Une seule lumière brillait dans cette profonde nuit, un seul bruit se faisait entendre, c’était la jeune Parisienne qui déjà préparait de son mieux toutes choses dans son petit Glandier, où elle était fort décidée à se laisser être heureuse. A travers la glace brillante de sa fenêtre se pouvait distinguer son pâle et gracieux profil. — Mais bientôt le dernier accord du piano se perd dans le lointain ; les chevaux se précipitent, l’éclair aussi ; du pavé jaillit l’éclair et aussi du nuage : quelle tempête ! quel fracas ! Le vieux postillon (hélas ! le pauvre homme se mourait de la phthisie pulmonaire) nous supplie de ne pas aller plus loin ; il assure qu’il ne distingue plus le chemin pavé du précipice, et il disait cela d’une voix grelottante ! Nous nous sommes arrêtés au milieu de la route jusqu’au jour.
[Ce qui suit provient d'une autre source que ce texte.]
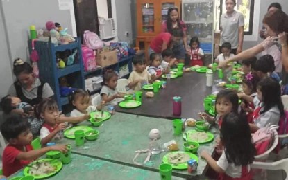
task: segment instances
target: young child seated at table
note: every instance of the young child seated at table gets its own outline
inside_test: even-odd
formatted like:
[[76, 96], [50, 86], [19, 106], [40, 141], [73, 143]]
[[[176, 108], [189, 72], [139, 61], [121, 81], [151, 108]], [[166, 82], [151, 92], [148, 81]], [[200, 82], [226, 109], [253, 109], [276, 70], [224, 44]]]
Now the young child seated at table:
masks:
[[278, 125], [280, 118], [284, 114], [281, 88], [278, 82], [271, 78], [261, 80], [257, 85], [257, 93], [260, 102], [254, 105], [253, 124], [249, 124], [252, 132], [269, 124]]
[[[242, 87], [244, 94], [239, 94], [238, 97], [242, 99], [241, 103], [242, 111], [246, 116], [247, 121], [252, 123], [253, 113], [254, 111], [254, 104], [253, 100], [257, 96], [257, 84], [259, 82], [260, 78], [256, 74], [251, 72], [245, 75], [243, 79]], [[245, 99], [246, 96], [248, 96], [252, 100], [249, 101]], [[242, 113], [241, 113], [242, 114]]]
[[196, 65], [203, 66], [204, 57], [204, 51], [200, 48], [199, 39], [196, 36], [193, 37], [190, 39], [191, 47], [191, 61], [190, 66], [194, 66]]
[[1, 126], [1, 133], [8, 142], [2, 156], [3, 174], [9, 177], [32, 161], [51, 150], [66, 152], [64, 145], [58, 145], [33, 150], [31, 142], [33, 135], [29, 123], [20, 116], [12, 116], [6, 119]]
[[90, 95], [87, 91], [78, 89], [70, 95], [70, 104], [74, 109], [70, 113], [71, 117], [81, 117], [96, 111], [101, 110], [101, 105], [91, 106]]
[[[18, 97], [10, 95], [7, 95], [1, 99], [1, 107], [6, 114], [21, 113], [20, 115], [28, 120], [32, 134], [39, 135], [44, 120], [35, 116], [33, 107], [26, 102], [22, 102]], [[19, 111], [13, 111], [14, 109], [19, 109]]]
[[137, 91], [142, 89], [142, 85], [151, 82], [151, 77], [146, 69], [146, 64], [143, 56], [135, 55], [133, 58], [134, 70], [130, 74], [129, 84], [130, 89]]
[[256, 61], [257, 57], [255, 56], [242, 61], [242, 71], [245, 75], [252, 72]]
[[90, 118], [85, 114], [80, 117], [65, 117], [60, 116], [56, 102], [53, 99], [43, 100], [37, 107], [37, 116], [44, 119], [44, 123], [40, 129], [41, 144], [61, 139], [62, 131], [66, 129], [67, 123], [80, 123]]
[[281, 80], [279, 75], [273, 72], [275, 64], [271, 55], [264, 55], [260, 57], [255, 63], [254, 71], [261, 79], [270, 77], [278, 82]]
[[173, 51], [171, 49], [167, 48], [163, 50], [162, 51], [162, 58], [161, 66], [164, 69], [167, 69], [167, 68], [170, 69], [173, 65], [178, 64], [177, 59], [173, 58]]
[[105, 105], [117, 104], [117, 98], [123, 98], [124, 95], [118, 93], [117, 86], [118, 74], [110, 69], [105, 69], [103, 73], [102, 88], [100, 91], [102, 100]]
[[247, 121], [237, 113], [225, 115], [220, 136], [224, 150], [217, 161], [207, 152], [198, 150], [200, 156], [219, 174], [217, 179], [252, 179], [249, 166], [254, 161], [256, 150]]
[[[148, 72], [151, 75], [151, 79], [155, 81], [161, 78], [165, 70], [161, 66], [161, 57], [160, 54], [153, 53], [150, 55], [150, 66]], [[167, 73], [169, 69], [167, 69]]]
[[216, 57], [215, 62], [219, 63], [219, 62], [229, 60], [232, 57], [235, 56], [234, 54], [231, 53], [231, 44], [230, 42], [224, 42], [222, 44], [221, 52], [217, 57]]

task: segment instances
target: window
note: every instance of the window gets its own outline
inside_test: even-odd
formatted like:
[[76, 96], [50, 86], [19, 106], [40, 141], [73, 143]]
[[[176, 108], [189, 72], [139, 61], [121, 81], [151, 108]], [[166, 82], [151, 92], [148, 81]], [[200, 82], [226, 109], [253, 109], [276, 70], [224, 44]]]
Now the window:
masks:
[[[219, 21], [221, 15], [226, 13], [226, 0], [216, 0], [215, 29], [219, 30]], [[244, 17], [244, 35], [252, 35], [253, 24], [254, 0], [237, 0], [235, 10], [242, 13]]]

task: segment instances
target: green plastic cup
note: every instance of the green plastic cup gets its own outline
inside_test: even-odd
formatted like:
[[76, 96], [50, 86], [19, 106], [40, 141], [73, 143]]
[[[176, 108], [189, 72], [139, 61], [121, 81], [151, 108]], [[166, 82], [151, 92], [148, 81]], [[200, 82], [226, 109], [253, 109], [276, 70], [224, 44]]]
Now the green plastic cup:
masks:
[[61, 153], [61, 161], [63, 164], [69, 164], [71, 162], [71, 145], [67, 146], [68, 151], [66, 153]]
[[204, 99], [204, 109], [205, 111], [208, 111], [211, 107], [212, 107], [212, 99], [211, 98], [205, 98]]
[[85, 134], [83, 130], [77, 130], [74, 132], [75, 141], [77, 146], [81, 146], [84, 144], [85, 142]]
[[161, 180], [172, 179], [172, 165], [170, 164], [161, 164], [159, 166], [159, 172], [160, 172]]
[[137, 101], [142, 102], [142, 93], [143, 93], [142, 91], [135, 92], [135, 98]]
[[20, 180], [34, 180], [34, 177], [33, 176], [26, 176], [20, 179]]
[[154, 82], [153, 83], [153, 91], [154, 93], [159, 92], [159, 82]]
[[178, 135], [182, 133], [182, 120], [180, 119], [174, 119], [173, 125], [174, 127], [174, 134]]
[[9, 180], [20, 180], [23, 177], [15, 177], [9, 179]]

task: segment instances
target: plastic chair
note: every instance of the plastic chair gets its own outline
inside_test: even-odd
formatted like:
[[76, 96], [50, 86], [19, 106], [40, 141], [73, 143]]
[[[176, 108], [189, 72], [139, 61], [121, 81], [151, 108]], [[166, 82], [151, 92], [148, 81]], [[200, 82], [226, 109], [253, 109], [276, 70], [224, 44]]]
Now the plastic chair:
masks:
[[32, 147], [33, 147], [33, 150], [40, 150], [41, 149], [42, 146], [41, 146], [41, 139], [40, 137], [34, 139], [32, 141]]
[[126, 90], [126, 87], [128, 84], [129, 84], [129, 82], [127, 79], [122, 78], [119, 79], [117, 81], [117, 86], [116, 87], [116, 89], [117, 89], [119, 93], [129, 93], [131, 92], [132, 90]]
[[262, 170], [283, 170], [286, 173], [285, 180], [288, 180], [288, 159], [281, 159], [275, 162], [257, 162], [254, 161], [250, 166], [251, 168]]
[[96, 106], [101, 103], [101, 96], [99, 93], [96, 95], [92, 100], [91, 100], [91, 104], [92, 104], [92, 106]]

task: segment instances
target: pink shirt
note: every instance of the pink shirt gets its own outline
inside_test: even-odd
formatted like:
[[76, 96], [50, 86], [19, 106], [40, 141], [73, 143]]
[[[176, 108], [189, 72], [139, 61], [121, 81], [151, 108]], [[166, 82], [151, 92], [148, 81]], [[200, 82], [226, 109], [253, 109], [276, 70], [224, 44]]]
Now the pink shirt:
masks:
[[156, 53], [161, 53], [162, 46], [164, 43], [167, 44], [167, 46], [170, 44], [171, 37], [172, 35], [169, 33], [161, 33], [155, 36], [150, 43], [150, 48]]

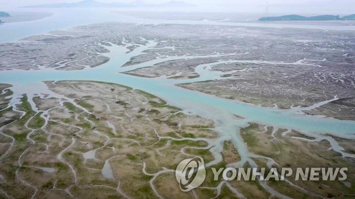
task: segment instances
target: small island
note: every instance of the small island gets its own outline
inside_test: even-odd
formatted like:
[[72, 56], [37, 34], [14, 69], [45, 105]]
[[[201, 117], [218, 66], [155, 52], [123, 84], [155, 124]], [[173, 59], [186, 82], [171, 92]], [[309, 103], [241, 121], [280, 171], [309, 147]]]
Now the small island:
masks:
[[0, 11], [0, 17], [9, 17], [10, 16], [10, 14], [8, 13], [7, 12], [3, 12], [2, 11]]
[[340, 17], [339, 15], [327, 14], [313, 16], [304, 16], [297, 14], [290, 14], [281, 16], [262, 17], [259, 21], [337, 21], [355, 20], [355, 14]]

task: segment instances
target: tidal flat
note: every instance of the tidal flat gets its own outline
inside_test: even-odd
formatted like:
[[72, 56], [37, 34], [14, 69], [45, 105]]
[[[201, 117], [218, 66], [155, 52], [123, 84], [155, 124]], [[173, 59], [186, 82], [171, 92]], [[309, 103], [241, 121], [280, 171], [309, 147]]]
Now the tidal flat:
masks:
[[[297, 30], [104, 23], [0, 45], [0, 195], [353, 197], [354, 33]], [[196, 156], [206, 179], [183, 193]], [[213, 180], [225, 166], [349, 172]]]

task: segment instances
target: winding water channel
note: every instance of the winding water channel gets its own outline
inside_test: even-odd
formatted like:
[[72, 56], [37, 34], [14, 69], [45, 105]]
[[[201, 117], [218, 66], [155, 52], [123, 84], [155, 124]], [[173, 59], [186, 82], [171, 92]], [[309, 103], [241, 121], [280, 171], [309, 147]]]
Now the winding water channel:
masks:
[[[166, 21], [165, 22], [167, 23]], [[0, 28], [0, 35], [2, 31], [3, 30]], [[216, 63], [202, 64], [198, 66], [195, 69], [195, 72], [200, 75], [200, 77], [188, 80], [174, 80], [164, 77], [147, 78], [122, 73], [123, 72], [133, 69], [151, 66], [155, 63], [169, 60], [201, 57], [201, 56], [192, 55], [158, 57], [154, 60], [132, 66], [122, 67], [126, 62], [129, 61], [131, 57], [143, 53], [142, 52], [144, 50], [154, 48], [157, 44], [155, 41], [148, 42], [148, 44], [140, 46], [129, 53], [126, 53], [128, 50], [126, 47], [113, 45], [112, 47], [107, 47], [110, 52], [103, 54], [110, 57], [110, 61], [92, 68], [67, 71], [58, 71], [53, 68], [31, 71], [1, 71], [0, 83], [10, 84], [13, 86], [10, 88], [14, 94], [10, 105], [18, 103], [19, 99], [24, 94], [31, 97], [35, 94], [52, 93], [43, 83], [44, 81], [76, 80], [108, 82], [131, 87], [152, 94], [163, 99], [169, 104], [182, 109], [186, 114], [197, 114], [215, 121], [215, 130], [219, 134], [220, 138], [217, 140], [217, 143], [214, 143], [214, 147], [211, 149], [213, 153], [215, 154], [216, 159], [214, 162], [209, 163], [209, 165], [214, 164], [222, 160], [222, 157], [217, 154], [220, 151], [222, 147], [223, 141], [225, 140], [230, 140], [233, 142], [241, 158], [240, 162], [233, 166], [241, 166], [246, 161], [249, 162], [252, 166], [256, 165], [252, 159], [252, 157], [255, 155], [251, 154], [248, 151], [246, 146], [238, 134], [240, 128], [248, 126], [249, 122], [256, 122], [276, 128], [295, 129], [305, 134], [311, 135], [317, 140], [325, 139], [330, 143], [335, 150], [341, 153], [343, 156], [354, 157], [353, 154], [343, 151], [342, 148], [335, 140], [324, 134], [329, 133], [340, 137], [355, 139], [354, 121], [301, 115], [297, 112], [297, 108], [280, 110], [277, 108], [265, 108], [220, 98], [198, 92], [191, 91], [175, 86], [175, 84], [179, 83], [221, 78], [222, 72], [210, 70], [211, 66]], [[218, 57], [219, 55], [220, 55], [215, 54], [205, 56], [210, 57]], [[262, 63], [262, 62], [260, 61], [247, 60], [223, 61], [220, 63], [228, 62]], [[276, 62], [272, 63], [293, 64]], [[299, 61], [298, 63], [302, 64], [302, 60]], [[29, 100], [30, 99], [30, 98], [29, 98]], [[312, 107], [327, 102], [314, 104]], [[234, 115], [240, 116], [245, 119], [238, 119]], [[92, 154], [87, 155], [89, 157], [92, 157]], [[268, 189], [267, 185], [262, 185], [269, 192], [273, 193], [273, 191]], [[274, 195], [278, 195], [276, 192], [273, 194]]]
C’étaient des éclairs comme on n’en voit guère qu’au sommet du mont Sinaï, dans la Bible ; c’était un bruit à tout briser. Mais, ô surprise, le matin venu, soudain tout ce feu brûlant n’est plus que la douce lueur du crépuscule ; ce bruit de nuages qui s’entrechoquent fait place aux accens de l’oiseau matinal ; cet ouragan devient rosée ; le vieux postillon asthmatique est remplacé par un beau jeune homme de vingt ans. Encore une fois en avant. On passe à Pouilly ; ce n’est pas tout-à-fait le véritable Pouilly, mais on y boit un honnête petit vin blanc, et l’on rêve le reste. Nous traversons une mer sablonneuse, et l’on nous dit que c’est la Loire ; c’est bien le cas de dire comme je ne sais quel démon de M. Hugo : — Capricieuse ! Le soir, nous étions à Moulins. Là on se repose, on s’habille, on se fait beau, et six heures après on se met en route ; mais pourquoi aller si vite ? qui vous presse ? qu’avez-vous à faire ? Eh ! le plaisir d’aller vite ; pour quoi donc le comptez-vous ? Un postillon chante d’une voix rauque une de nos chansons nationales.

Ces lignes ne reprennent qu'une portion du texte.